Marée salie

Promenons-nous dans les lois, pendant que le pou n’y est pas.

Allons sur le littoral breton, côté de Pors Even: Édifiant. On tombe sur des cabanes de jardin qui ont été transformées (en douce) en maisons d’habitation pieds dans l’eau. En un an, on a même vu une cabane à trier les huîtres se métamorphoser en villa sur le secteur de Pors Don. L’ostréiculteur concerné, comme de juste, se croit obligé d’abuser de l’espace de travail qu’on lui alloue et d’étendre ses prérogatives avec ses parcs. Les pèquenauds de terre, eux, doivent aller au boulot, comme à la plage, à pied à cheval en camion ou en chariot élévateur. Et pour changer un carreau il faut une autorisation.
Quant aux retraités qui ont un terrain sur la côte, eux aussi violent tranquillement une loi qui ferme les yeux en écartant les jambes. Tout le monde s’y met ; de toute façon, y a pas de raison, la loi étant violée derrière chaque fourré.
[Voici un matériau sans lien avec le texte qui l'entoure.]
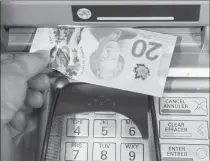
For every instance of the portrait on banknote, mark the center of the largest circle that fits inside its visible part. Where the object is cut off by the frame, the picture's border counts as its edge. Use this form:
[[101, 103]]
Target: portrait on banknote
[[107, 62]]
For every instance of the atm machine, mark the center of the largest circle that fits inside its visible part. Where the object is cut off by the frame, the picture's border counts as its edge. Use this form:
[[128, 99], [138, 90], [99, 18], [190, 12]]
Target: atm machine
[[104, 124]]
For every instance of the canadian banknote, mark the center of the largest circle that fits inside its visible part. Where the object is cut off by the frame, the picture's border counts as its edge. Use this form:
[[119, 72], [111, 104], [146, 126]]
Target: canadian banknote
[[124, 58]]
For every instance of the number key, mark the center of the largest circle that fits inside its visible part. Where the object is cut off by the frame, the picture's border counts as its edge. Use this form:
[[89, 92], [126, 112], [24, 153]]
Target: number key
[[78, 127], [76, 151], [129, 129], [132, 152], [104, 152], [104, 128]]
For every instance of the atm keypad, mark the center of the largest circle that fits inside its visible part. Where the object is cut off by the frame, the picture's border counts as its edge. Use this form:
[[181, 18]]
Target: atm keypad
[[183, 127], [101, 136]]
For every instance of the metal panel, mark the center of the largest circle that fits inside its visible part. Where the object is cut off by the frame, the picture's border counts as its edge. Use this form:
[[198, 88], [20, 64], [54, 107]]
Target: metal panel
[[52, 13]]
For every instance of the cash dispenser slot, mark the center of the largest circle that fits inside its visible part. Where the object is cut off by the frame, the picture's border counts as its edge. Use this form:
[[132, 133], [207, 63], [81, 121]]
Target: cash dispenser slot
[[189, 59]]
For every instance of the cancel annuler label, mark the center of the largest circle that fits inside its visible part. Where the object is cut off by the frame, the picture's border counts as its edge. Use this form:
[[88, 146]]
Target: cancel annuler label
[[183, 106]]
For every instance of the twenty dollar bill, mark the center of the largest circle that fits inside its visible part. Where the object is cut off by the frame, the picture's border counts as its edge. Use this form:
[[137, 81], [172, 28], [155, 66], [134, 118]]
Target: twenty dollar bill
[[129, 59]]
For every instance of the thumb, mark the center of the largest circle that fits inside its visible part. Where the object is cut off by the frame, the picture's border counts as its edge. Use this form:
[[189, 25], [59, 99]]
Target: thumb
[[27, 64]]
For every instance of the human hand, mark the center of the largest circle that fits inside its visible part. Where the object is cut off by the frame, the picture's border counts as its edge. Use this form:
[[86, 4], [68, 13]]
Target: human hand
[[21, 85]]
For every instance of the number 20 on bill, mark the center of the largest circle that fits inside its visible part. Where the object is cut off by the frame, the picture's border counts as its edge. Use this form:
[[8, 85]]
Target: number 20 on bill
[[144, 51]]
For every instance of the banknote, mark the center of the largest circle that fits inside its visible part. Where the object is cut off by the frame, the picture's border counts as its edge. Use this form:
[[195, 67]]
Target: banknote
[[124, 58]]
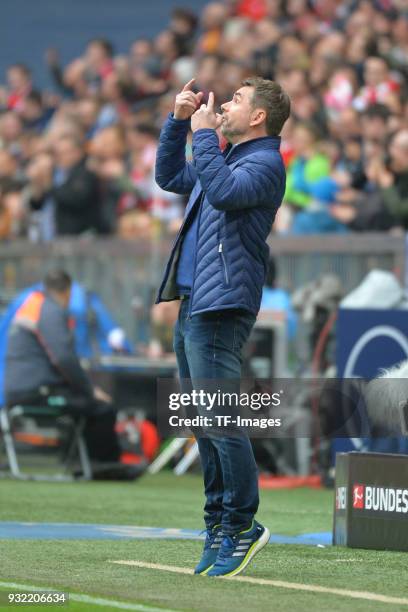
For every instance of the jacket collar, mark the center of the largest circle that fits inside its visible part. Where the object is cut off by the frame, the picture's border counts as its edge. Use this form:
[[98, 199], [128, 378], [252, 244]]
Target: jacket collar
[[249, 146]]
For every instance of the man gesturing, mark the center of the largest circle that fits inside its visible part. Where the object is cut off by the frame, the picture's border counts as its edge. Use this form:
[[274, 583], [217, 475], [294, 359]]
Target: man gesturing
[[217, 268]]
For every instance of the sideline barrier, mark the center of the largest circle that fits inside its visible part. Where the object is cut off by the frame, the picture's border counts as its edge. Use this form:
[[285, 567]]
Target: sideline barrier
[[371, 501], [126, 274]]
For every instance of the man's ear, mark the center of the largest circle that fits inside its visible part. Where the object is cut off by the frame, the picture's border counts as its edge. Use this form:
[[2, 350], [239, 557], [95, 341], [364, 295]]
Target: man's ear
[[258, 116]]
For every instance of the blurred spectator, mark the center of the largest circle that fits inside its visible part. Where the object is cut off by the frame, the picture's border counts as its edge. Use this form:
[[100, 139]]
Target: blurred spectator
[[70, 186], [344, 65]]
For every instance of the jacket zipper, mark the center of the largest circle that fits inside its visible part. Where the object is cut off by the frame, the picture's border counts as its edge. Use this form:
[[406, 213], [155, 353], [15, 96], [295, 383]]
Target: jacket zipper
[[195, 256], [224, 263]]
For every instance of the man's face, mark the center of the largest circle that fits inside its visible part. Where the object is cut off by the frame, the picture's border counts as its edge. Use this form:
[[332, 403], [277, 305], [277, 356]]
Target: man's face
[[238, 114]]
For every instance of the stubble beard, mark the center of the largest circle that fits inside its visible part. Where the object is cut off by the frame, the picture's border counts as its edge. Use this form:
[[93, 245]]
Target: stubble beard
[[231, 134]]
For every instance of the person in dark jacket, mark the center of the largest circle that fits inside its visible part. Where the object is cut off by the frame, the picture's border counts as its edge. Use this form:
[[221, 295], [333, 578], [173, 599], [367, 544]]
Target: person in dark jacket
[[218, 267], [73, 191], [41, 363]]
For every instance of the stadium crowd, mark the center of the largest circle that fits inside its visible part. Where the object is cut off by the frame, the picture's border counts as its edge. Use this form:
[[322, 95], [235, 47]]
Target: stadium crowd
[[80, 159]]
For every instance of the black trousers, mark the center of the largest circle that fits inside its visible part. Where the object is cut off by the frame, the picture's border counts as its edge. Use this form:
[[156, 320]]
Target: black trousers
[[100, 435]]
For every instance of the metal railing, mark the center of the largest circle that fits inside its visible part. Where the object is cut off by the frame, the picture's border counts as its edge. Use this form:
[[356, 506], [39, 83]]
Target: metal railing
[[126, 274]]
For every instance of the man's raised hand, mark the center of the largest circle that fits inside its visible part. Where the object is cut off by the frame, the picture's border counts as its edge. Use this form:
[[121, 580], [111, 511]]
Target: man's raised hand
[[187, 102]]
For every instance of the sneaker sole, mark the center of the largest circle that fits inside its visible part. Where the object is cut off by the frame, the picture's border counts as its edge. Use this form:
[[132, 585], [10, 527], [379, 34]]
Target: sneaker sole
[[203, 573], [255, 548]]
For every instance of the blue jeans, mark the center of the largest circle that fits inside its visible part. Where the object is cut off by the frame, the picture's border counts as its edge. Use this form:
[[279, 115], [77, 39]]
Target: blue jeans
[[209, 346]]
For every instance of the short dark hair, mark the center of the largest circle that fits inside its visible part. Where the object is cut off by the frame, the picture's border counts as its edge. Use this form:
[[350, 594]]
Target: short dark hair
[[57, 280], [270, 96]]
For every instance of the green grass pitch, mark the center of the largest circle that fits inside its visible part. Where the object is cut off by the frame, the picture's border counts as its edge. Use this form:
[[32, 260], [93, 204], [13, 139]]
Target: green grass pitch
[[165, 500]]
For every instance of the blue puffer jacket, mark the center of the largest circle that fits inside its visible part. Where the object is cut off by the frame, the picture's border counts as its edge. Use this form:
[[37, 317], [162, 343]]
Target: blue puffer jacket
[[237, 194]]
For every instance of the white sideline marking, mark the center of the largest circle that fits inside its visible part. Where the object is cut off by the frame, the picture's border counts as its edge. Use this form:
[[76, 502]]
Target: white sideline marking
[[82, 598], [314, 588]]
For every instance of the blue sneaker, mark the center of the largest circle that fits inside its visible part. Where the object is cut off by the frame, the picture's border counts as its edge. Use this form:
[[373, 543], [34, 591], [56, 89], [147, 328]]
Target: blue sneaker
[[212, 547], [238, 550]]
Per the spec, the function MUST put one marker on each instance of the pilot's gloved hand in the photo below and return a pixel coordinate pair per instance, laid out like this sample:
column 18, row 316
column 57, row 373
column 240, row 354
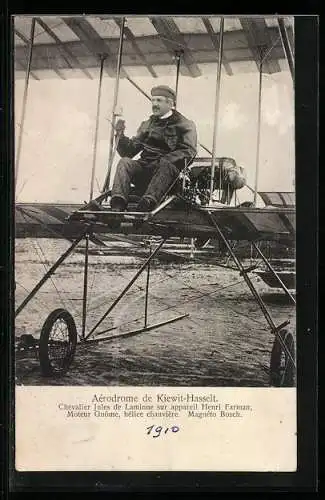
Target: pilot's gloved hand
column 120, row 127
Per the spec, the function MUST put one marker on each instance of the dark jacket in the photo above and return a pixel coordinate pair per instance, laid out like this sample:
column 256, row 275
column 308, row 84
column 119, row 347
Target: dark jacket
column 172, row 139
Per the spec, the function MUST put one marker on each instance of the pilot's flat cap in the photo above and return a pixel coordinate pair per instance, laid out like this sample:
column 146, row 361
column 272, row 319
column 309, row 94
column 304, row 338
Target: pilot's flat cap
column 163, row 90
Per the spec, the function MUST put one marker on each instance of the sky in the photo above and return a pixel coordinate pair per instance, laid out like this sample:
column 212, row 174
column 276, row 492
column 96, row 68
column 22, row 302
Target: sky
column 59, row 128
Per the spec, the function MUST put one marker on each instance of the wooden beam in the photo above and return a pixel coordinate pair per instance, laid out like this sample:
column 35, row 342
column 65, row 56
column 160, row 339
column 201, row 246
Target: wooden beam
column 94, row 43
column 65, row 52
column 173, row 40
column 24, row 39
column 235, row 43
column 132, row 39
column 264, row 37
column 251, row 40
column 215, row 42
column 259, row 42
column 23, row 67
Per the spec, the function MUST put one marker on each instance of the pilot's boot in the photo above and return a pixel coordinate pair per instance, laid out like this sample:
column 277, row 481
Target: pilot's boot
column 146, row 205
column 118, row 204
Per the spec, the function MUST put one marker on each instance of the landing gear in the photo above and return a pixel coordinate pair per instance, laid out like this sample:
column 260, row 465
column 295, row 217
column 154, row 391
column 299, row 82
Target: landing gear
column 58, row 343
column 282, row 364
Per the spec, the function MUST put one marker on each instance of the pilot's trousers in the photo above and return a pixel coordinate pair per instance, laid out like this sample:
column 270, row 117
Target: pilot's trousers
column 151, row 180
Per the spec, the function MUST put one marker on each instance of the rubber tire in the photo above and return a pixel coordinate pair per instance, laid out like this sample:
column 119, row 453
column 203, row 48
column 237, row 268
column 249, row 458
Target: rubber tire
column 47, row 370
column 275, row 362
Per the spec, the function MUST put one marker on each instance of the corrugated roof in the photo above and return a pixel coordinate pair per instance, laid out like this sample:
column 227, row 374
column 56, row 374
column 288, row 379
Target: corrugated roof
column 150, row 43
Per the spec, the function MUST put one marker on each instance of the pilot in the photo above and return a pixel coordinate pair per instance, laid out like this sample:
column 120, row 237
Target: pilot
column 166, row 141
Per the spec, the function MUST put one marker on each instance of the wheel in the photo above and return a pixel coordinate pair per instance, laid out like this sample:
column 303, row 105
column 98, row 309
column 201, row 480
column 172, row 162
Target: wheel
column 58, row 343
column 282, row 365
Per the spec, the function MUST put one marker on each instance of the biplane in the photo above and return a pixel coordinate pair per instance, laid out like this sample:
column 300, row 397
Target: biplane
column 201, row 205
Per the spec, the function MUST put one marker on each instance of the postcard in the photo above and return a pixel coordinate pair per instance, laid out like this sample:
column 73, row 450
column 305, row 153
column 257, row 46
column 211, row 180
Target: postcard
column 155, row 224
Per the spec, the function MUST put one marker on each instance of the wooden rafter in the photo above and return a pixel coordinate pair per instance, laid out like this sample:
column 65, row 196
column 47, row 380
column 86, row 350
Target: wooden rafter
column 263, row 36
column 94, row 43
column 67, row 55
column 259, row 43
column 215, row 41
column 132, row 39
column 174, row 40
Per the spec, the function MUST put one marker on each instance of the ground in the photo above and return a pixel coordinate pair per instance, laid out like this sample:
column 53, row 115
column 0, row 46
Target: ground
column 224, row 340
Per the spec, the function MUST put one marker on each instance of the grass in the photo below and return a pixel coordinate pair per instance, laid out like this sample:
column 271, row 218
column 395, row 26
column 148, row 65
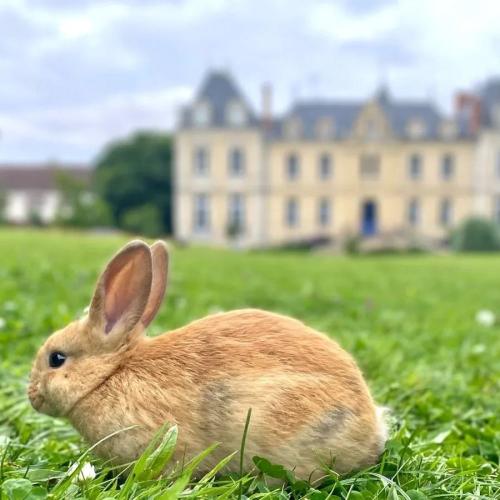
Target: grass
column 409, row 321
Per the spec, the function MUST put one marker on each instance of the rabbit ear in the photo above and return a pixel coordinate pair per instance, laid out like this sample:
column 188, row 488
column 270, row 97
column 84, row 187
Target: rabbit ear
column 159, row 256
column 122, row 292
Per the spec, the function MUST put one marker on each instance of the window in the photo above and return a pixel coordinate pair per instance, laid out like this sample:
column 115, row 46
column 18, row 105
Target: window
column 496, row 210
column 445, row 212
column 293, row 128
column 415, row 166
column 413, row 212
column 200, row 161
column 36, row 202
column 416, row 128
column 292, row 212
column 292, row 167
column 448, row 129
column 372, row 130
column 324, row 215
column 447, row 167
column 201, row 114
column 325, row 166
column 236, row 163
column 201, row 213
column 236, row 113
column 369, row 165
column 236, row 214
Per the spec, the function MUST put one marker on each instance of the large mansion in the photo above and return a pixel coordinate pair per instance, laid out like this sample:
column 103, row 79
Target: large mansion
column 393, row 172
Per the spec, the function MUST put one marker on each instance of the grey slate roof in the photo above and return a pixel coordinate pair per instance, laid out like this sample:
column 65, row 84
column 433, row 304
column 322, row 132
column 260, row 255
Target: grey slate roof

Où sont les permis et les passe-droits pour violer la loi de protection du littoral ? Est-ce prévu dans la GIZC ? Oui, puisqu?on ne dénonce pas cette anarchie qui sévit depuis au moins vingt ans. Un peu de patience et ce sera une servitude indéboulonable. Notre magnifique hameau de Kerroch? (maisons du 17è siècle) est en sursis, n’en déplaise au tourisme.
Ils vont le bousiller, avec l’aval de la mairie, à moins que, à l’instar du courageux maire de Plougastel, Madame le Maire n’ait le courage d?assainir sa gale débutante.
Évidemment, égouts et tuyaux d’évacuation, direct à la mer… comme le camping voisin, si ça se trouve. Et puis qu’est-ce que ça peut faire, puisque la station d’épuration n’a qu’une capacité virtuelle pour épurer une zone côtière surpeuplée (mais faut pas dire). Autant chier sur son lieu de vie. Ainsi, deux marées sales se mêlent. Un scandale écologique de plus ou de moins… et puis la meilleure façon d’accentuer le désastre, c’est de ne pas nettoyer devant chez soi.